Find character with most occurrences in string?

Solution 1:

input.GroupBy(x => x).OrderByDescending(x => x.Count()).First().Key

Notes:

  • if you need this to work on ancient (2.0) versions of .Net consider LinqBridge. If you can't use C# 3.0 (targeting .Net 2.0) you probably better off with other solutions due to missing lambda support. Another .Net 2.0+ option is covered in xanatos answer.
  • for the case of "aaaabbbb" only one of those will be returned (thanks xanatos for comment). If you need all of the elements with maximum count, use Albin's solution instead.
  • due to sorting this if O(n log n) solution. If you need better than that - find Max value by linear search instead of sorting first which will give O(n).
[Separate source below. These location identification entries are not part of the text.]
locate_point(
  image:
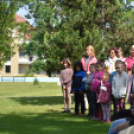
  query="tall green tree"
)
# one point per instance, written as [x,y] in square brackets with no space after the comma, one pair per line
[65,28]
[8,10]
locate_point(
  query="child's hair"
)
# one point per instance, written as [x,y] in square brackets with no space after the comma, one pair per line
[118,62]
[68,61]
[107,74]
[124,65]
[120,48]
[115,50]
[132,69]
[103,66]
[79,64]
[90,47]
[92,65]
[99,63]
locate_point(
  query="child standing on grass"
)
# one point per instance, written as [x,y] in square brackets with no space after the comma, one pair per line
[87,80]
[104,97]
[78,87]
[66,82]
[97,77]
[119,87]
[130,92]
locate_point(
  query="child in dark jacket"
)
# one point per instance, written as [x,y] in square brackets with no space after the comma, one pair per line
[104,97]
[88,80]
[78,87]
[97,77]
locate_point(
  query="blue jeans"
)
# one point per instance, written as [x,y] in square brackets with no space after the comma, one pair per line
[114,124]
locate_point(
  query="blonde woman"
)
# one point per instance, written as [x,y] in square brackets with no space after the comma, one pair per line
[86,61]
[66,82]
[130,61]
[110,62]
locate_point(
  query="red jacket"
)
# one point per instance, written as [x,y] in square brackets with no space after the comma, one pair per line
[105,92]
[129,63]
[92,61]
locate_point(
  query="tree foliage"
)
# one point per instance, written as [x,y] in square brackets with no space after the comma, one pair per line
[65,28]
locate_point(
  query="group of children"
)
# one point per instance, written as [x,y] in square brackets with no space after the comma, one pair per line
[100,87]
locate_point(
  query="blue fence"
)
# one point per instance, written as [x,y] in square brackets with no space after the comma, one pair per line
[29,79]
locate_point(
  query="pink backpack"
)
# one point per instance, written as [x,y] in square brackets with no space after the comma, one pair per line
[96,83]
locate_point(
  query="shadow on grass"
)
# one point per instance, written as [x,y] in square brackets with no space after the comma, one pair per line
[52,100]
[49,123]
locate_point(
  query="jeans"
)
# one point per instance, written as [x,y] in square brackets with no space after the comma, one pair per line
[79,99]
[91,107]
[94,103]
[114,124]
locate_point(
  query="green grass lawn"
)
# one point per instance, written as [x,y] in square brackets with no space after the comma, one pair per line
[36,109]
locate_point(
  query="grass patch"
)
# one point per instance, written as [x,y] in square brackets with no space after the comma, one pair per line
[29,109]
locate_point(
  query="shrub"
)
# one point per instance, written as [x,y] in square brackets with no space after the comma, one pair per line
[35,82]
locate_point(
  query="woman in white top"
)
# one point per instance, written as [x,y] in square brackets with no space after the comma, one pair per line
[120,54]
[110,62]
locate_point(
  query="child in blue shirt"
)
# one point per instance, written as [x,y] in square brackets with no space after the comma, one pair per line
[78,87]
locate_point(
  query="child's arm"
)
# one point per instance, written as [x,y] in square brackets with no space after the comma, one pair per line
[113,86]
[89,80]
[84,79]
[126,83]
[61,79]
[109,91]
[82,84]
[70,78]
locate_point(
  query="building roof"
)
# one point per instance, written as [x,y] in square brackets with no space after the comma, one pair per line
[20,19]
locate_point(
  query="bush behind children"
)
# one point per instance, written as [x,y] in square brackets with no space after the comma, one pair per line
[99,86]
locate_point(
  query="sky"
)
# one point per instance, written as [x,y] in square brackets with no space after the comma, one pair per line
[22,12]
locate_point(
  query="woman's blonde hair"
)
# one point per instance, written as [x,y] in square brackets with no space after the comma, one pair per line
[68,61]
[132,47]
[90,47]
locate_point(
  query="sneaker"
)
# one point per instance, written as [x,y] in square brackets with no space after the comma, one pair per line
[75,114]
[100,118]
[68,111]
[89,115]
[81,114]
[65,111]
[95,119]
[107,121]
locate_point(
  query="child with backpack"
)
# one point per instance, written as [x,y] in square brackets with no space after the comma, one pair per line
[78,87]
[104,97]
[97,77]
[88,80]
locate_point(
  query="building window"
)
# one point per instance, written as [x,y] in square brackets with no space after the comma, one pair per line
[8,69]
[30,58]
[21,54]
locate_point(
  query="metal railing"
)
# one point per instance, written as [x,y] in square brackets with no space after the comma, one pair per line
[29,79]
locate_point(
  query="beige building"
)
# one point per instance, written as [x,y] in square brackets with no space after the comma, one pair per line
[17,65]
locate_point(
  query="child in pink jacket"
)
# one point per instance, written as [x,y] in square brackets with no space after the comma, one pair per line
[104,97]
[130,91]
[97,77]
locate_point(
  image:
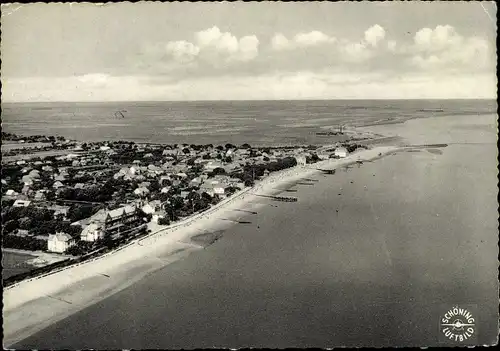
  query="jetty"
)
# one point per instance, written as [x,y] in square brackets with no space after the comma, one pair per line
[280,198]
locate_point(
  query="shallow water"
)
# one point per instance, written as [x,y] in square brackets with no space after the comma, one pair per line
[369,256]
[220,122]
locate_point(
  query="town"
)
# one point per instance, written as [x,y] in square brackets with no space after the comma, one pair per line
[89,197]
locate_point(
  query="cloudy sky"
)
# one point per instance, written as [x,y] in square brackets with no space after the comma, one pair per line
[246,51]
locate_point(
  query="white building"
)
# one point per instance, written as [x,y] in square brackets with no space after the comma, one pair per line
[301,160]
[340,152]
[21,203]
[60,242]
[141,191]
[11,192]
[92,232]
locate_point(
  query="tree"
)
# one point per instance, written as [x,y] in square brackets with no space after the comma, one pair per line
[218,171]
[163,221]
[80,211]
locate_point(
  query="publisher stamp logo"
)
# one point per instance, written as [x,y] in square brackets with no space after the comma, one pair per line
[458,325]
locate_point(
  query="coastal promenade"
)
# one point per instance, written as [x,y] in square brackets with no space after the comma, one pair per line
[32,305]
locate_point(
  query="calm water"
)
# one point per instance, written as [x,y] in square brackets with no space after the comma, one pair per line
[254,122]
[415,233]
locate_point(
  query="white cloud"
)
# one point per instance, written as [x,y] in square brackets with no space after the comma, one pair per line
[182,50]
[313,38]
[94,79]
[292,85]
[374,34]
[246,48]
[444,48]
[280,42]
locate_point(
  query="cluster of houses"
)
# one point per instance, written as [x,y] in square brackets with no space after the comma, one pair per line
[43,181]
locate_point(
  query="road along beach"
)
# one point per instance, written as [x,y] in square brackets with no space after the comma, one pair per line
[34,304]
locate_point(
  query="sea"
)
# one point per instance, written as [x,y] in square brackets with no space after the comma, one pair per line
[219,122]
[373,255]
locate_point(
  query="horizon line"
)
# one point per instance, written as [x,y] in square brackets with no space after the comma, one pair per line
[247,100]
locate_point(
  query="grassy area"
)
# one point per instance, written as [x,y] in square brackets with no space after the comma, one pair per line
[14,263]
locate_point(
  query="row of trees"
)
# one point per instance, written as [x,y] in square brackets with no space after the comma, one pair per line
[24,243]
[253,171]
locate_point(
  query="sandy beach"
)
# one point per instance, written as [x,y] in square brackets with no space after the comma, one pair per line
[34,304]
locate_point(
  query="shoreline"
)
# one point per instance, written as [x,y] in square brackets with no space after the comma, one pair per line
[34,304]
See LINQ: How to perform .Max() on a property of all objects in a collection and return the object with maximum value

Solution 2:

This because someone asked for a 2.0 version, so no LINQ.

Dictionary<char, int> dict = new Dictionary<char, int>();

int max = 0;

foreach (char c in "abbbbccccd")
{
    int i;
    dict.TryGetValue(c, out i);
    i++;
    if (i > max)
    {
        max = i;
    }
    dict[c] = i;
}

foreach (KeyValuePair<char, int> chars in dict)
{
    if (chars.Value == max)
    {
        Console.WriteLine("{0}: {1}", chars.Key, chars.Value);
    }
}

Instead this for the LINQ version. It will extract paired "bests" (aaaabbbb == a, b). It WON'T work if str == String.Empty.

var str = "abbbbccccd";

var res = str.GroupBy(p => p).Select(p => new { Count = p.Count(), Char = p.Key }).GroupBy(p => p.Count, p => p.Char).OrderByDescending(p => p.Key).First();

foreach (var r in res) {
    Console.WriteLine("{0}: {1}", res.Key, r);
}

Solution 3:

string testString = "abbbbccd";
var charGroups = (from c in testString
                    group c by c into g
                    select new
                    {
                        c = g.Key,
                        count = g.Count(),
                    }).OrderByDescending(c => c.count);
foreach (var group in charGroups)
{
    Console.WriteLine(group.c + ": " + group.count);
}

Solution 4:

Inspired from Stephen's answer, almost the same:

public static IEnumerable<T> Mode<T>(this IEnumerable<T> input)
{
    var dict = input.ToLookup(x => x);
    if (dict.Count == 0)
        return Enumerable.Empty<T>();
    var maxCount = dict.Max(x => x.Count());
    return dict.Where(x => x.Count() == maxCount).Select(x => x.Key);
}

var modes = "".Mode().ToArray(); //returns { }
var modes = "abc".Mode().ToArray(); //returns { a, b, c }
var modes = "aabc".Mode().ToArray(); //returns { a }
var modes = "aabbc".Mode().ToArray(); //returns { a, b }

Update: Did a quick benchmarking of this answer vs Jodrell's answer (release build, debugger detached, oh yes)

source = "";

iterations = 1000000

result:

this - 280 ms
Jodrell's - 900 ms

source = "aabc";

iterations = 1000000

result:

this - 1800 ms
Jodrell's - 3200 ms

source = fairly large string - 3500+ char

iterations = 10000

result:

this - 3200 ms
Jodrell's - 3000 ms

Solution 5:

EDIT 3

Here is my last answer which I think (just) shades Nawfal's for performance on longer sequences.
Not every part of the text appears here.